As with all types of insurance, life insurance is a contract between the insurer and policyholder, who may or may not be the insured person. When the insured dies, the insurer pays out a certain amount of money to the beneficiary of that policy. The amount that’s paid depends on how much coverage the policyholder initially purchased.
Life insurance can provide peace of mind for loved ones that are left behind. It can be used to cover funeral costs for the deceased, for instance. It can also be used to maintain the lifestyle needs of a spouse or child.
There are three main types of life insurance: whole life, universal life and term. Here’s a breakdown of each.
- Whole life: This type of policy provides permanent coverage for life at a fixed premium. This means your insurance premiums are guaranteed to never rise, and your beneficiary will receive the payout no matter when you die. There is also a cash value within the policy, which can be accessed by the policyholder during their life.
- Universal life: Similar to whole life, this policy provides permanent coverage with a cash value. How it differs is that it is a bit more flexible in premiums and death benefit and, as a result, there are fewer guarantees.

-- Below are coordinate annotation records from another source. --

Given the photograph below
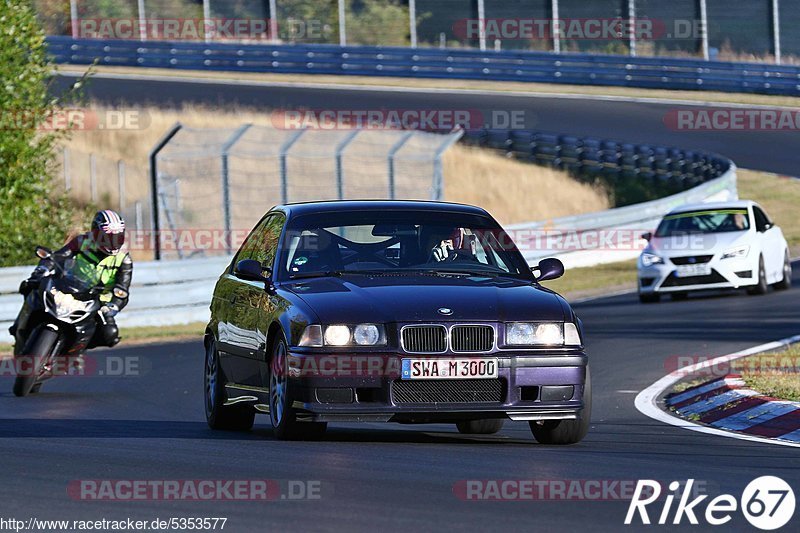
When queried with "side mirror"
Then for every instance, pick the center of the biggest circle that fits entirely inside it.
(550, 268)
(251, 270)
(43, 253)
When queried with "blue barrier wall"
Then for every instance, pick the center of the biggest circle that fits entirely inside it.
(580, 69)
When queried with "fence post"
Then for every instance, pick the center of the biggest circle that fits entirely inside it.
(342, 25)
(632, 27)
(438, 172)
(73, 17)
(284, 153)
(704, 28)
(481, 24)
(392, 152)
(142, 21)
(555, 26)
(340, 148)
(154, 186)
(67, 171)
(776, 30)
(121, 180)
(412, 22)
(273, 21)
(226, 189)
(206, 20)
(93, 177)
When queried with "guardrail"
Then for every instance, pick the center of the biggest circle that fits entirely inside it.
(523, 66)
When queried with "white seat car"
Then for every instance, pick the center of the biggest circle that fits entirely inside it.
(727, 245)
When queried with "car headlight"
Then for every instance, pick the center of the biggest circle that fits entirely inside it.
(649, 259)
(344, 335)
(542, 334)
(739, 251)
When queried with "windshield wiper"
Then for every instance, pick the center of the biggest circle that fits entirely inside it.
(308, 275)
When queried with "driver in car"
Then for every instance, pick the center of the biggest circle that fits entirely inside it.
(99, 254)
(459, 245)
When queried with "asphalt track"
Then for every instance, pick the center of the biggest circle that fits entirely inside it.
(392, 477)
(625, 121)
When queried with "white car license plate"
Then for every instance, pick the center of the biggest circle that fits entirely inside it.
(686, 271)
(449, 368)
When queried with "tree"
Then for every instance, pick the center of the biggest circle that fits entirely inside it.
(30, 212)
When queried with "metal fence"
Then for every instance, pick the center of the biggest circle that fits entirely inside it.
(756, 29)
(223, 180)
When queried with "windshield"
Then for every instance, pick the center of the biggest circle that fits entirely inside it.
(380, 242)
(712, 221)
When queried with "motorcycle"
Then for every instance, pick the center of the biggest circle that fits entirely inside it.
(57, 323)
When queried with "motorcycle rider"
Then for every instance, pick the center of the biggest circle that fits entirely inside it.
(99, 254)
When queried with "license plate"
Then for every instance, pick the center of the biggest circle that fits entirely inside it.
(449, 368)
(686, 271)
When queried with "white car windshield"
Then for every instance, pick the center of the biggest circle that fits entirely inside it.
(710, 221)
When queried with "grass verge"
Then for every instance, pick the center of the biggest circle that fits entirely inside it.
(475, 85)
(775, 374)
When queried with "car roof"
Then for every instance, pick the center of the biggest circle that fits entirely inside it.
(733, 204)
(305, 208)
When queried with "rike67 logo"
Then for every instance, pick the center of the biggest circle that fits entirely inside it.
(767, 503)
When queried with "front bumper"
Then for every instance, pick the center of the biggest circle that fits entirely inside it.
(529, 386)
(732, 273)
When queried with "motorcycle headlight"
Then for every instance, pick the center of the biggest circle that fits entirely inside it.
(65, 304)
(649, 259)
(539, 334)
(739, 251)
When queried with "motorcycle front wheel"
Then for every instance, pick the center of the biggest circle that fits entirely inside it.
(38, 348)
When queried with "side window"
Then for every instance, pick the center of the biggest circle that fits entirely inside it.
(266, 248)
(262, 243)
(762, 221)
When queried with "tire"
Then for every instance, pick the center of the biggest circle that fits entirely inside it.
(562, 432)
(786, 283)
(283, 416)
(649, 298)
(38, 348)
(219, 415)
(762, 286)
(480, 427)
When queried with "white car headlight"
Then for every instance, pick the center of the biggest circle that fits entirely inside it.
(649, 259)
(535, 334)
(739, 251)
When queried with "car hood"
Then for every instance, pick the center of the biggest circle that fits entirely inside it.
(699, 244)
(356, 299)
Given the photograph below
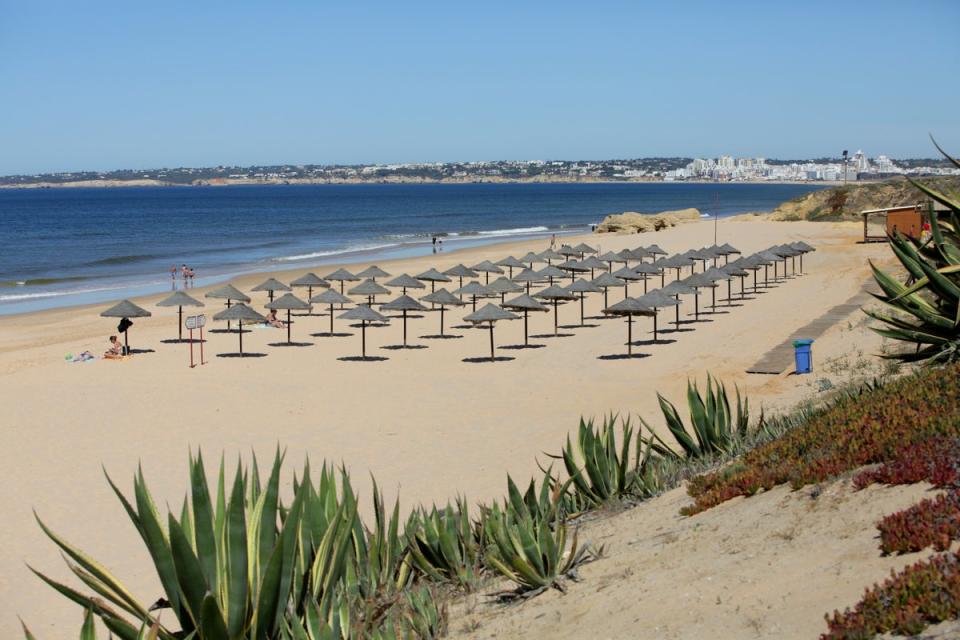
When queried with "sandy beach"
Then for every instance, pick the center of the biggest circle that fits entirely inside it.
(426, 423)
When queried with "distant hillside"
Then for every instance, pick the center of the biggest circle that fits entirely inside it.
(848, 201)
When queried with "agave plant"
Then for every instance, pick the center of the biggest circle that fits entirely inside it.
(713, 427)
(928, 310)
(239, 566)
(445, 545)
(531, 551)
(602, 471)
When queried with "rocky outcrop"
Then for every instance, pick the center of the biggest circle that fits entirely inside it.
(633, 222)
(846, 202)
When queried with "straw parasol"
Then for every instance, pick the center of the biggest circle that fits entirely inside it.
(403, 304)
(528, 277)
(510, 263)
(370, 289)
(550, 272)
(270, 285)
(289, 302)
(373, 272)
(443, 298)
(490, 313)
(125, 310)
(310, 280)
(406, 282)
(330, 297)
(607, 280)
(229, 293)
(241, 313)
(555, 294)
(630, 307)
(503, 286)
(486, 267)
(180, 300)
(657, 300)
(676, 289)
(550, 255)
(582, 287)
(530, 258)
(460, 271)
(474, 289)
(364, 314)
(526, 304)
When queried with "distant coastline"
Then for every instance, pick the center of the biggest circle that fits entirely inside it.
(234, 182)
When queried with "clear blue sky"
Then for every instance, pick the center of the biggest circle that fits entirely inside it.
(133, 85)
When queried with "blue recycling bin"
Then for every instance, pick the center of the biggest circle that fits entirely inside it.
(803, 355)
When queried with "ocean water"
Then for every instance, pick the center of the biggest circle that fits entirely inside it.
(75, 246)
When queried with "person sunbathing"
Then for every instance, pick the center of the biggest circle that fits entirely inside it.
(274, 321)
(115, 352)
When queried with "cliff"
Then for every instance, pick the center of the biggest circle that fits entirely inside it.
(847, 201)
(633, 222)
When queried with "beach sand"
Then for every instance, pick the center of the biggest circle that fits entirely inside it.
(426, 423)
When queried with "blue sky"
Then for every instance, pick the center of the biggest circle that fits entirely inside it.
(135, 85)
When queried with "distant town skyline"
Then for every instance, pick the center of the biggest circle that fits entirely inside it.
(128, 86)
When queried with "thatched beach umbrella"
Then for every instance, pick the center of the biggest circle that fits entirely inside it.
(550, 255)
(180, 300)
(582, 287)
(403, 304)
(526, 304)
(310, 281)
(241, 313)
(443, 298)
(341, 276)
(370, 289)
(510, 263)
(406, 282)
(125, 310)
(657, 300)
(461, 272)
(289, 302)
(607, 280)
(229, 293)
(364, 314)
(550, 272)
(373, 272)
(270, 285)
(486, 267)
(330, 297)
(554, 295)
(528, 277)
(476, 290)
(630, 307)
(676, 289)
(490, 313)
(529, 258)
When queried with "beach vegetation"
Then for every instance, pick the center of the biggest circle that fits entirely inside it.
(924, 311)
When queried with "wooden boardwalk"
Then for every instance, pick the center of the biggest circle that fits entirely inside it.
(780, 357)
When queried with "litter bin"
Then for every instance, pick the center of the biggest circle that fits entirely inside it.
(803, 355)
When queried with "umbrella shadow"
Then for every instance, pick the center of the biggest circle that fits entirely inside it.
(481, 360)
(624, 356)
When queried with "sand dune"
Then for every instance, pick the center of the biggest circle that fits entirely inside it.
(425, 422)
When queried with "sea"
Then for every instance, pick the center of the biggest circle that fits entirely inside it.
(61, 247)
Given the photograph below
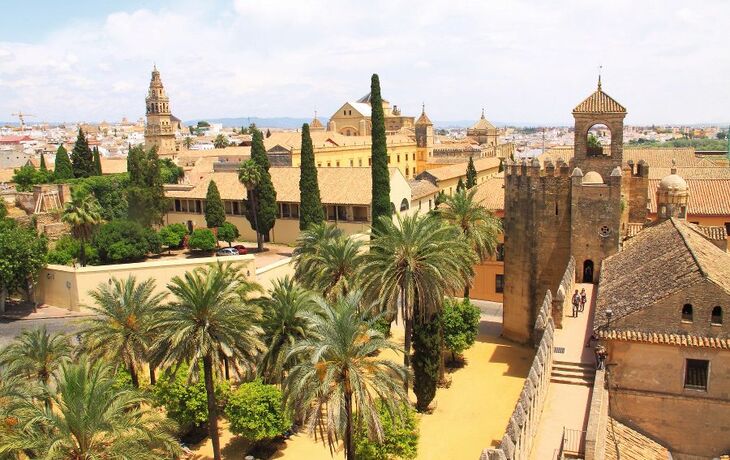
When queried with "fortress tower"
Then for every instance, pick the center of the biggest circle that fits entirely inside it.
(158, 131)
(578, 208)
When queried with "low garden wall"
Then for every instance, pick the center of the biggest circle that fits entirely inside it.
(522, 426)
(69, 287)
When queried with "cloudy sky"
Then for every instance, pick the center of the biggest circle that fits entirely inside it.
(524, 61)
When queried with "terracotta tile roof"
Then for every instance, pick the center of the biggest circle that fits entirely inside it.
(623, 443)
(662, 259)
(333, 185)
(421, 188)
(599, 102)
(707, 197)
(459, 169)
(490, 193)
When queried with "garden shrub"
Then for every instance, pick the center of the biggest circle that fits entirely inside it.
(256, 412)
(400, 437)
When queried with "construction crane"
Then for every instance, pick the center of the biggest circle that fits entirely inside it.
(21, 116)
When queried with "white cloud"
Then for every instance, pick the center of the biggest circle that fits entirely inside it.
(523, 60)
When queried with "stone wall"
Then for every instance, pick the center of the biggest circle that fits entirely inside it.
(522, 426)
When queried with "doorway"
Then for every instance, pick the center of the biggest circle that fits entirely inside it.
(588, 271)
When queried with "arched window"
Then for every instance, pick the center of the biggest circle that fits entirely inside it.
(404, 205)
(716, 317)
(687, 312)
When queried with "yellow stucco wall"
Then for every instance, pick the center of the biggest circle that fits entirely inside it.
(69, 287)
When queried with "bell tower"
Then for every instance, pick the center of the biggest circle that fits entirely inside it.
(158, 130)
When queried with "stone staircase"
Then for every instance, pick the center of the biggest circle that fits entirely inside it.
(573, 373)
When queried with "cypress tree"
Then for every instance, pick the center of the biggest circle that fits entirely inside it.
(81, 157)
(215, 216)
(380, 176)
(471, 174)
(97, 162)
(310, 202)
(426, 360)
(266, 205)
(62, 168)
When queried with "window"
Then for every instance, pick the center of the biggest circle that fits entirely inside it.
(695, 376)
(687, 312)
(716, 317)
(499, 283)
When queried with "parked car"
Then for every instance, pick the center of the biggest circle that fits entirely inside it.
(226, 252)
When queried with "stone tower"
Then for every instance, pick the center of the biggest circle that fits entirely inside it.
(424, 140)
(159, 131)
(558, 210)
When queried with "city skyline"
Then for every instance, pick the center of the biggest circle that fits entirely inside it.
(223, 59)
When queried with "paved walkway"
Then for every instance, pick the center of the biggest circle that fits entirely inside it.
(567, 405)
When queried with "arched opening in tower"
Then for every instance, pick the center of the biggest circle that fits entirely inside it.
(598, 140)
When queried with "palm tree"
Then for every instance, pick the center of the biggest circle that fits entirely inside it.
(416, 259)
(209, 319)
(287, 317)
(479, 225)
(249, 174)
(309, 244)
(92, 418)
(338, 383)
(36, 354)
(120, 330)
(83, 214)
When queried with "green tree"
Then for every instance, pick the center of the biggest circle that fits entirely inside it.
(202, 239)
(92, 418)
(23, 254)
(120, 332)
(97, 162)
(228, 233)
(209, 319)
(480, 227)
(427, 345)
(121, 241)
(82, 159)
(471, 174)
(400, 436)
(220, 142)
(215, 215)
(256, 412)
(36, 354)
(249, 174)
(287, 309)
(338, 373)
(62, 168)
(415, 260)
(147, 202)
(381, 205)
(310, 206)
(460, 325)
(265, 207)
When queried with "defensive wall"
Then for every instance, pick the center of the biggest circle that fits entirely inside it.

- Term: This policy provides a financial safety net for a specific number of years, typically 10, 15, or 20. Just like whole life, your beneficiary will receive a tax-free payout, but your premiums will increase every time your policy renews at the end of each term. This insurance is typically preferred when there is an end goal in mind. For instance, you want to ensure your spouse is able to pay off the mortgage and you expect it to be paid off within the given term.
The cost of each type of life insurance depends on personal factors, including age, health and whether you smoke. Be sure to chat with your advisor to determine which policy is right for you, and how much coverage you need.
Although our federal government provides several free medical care services, like doctor’s visits, it is important to consider health insurance. It covers costs associated with medical and dental bills, as well as disability or critical illness, which aren’t covered by the government.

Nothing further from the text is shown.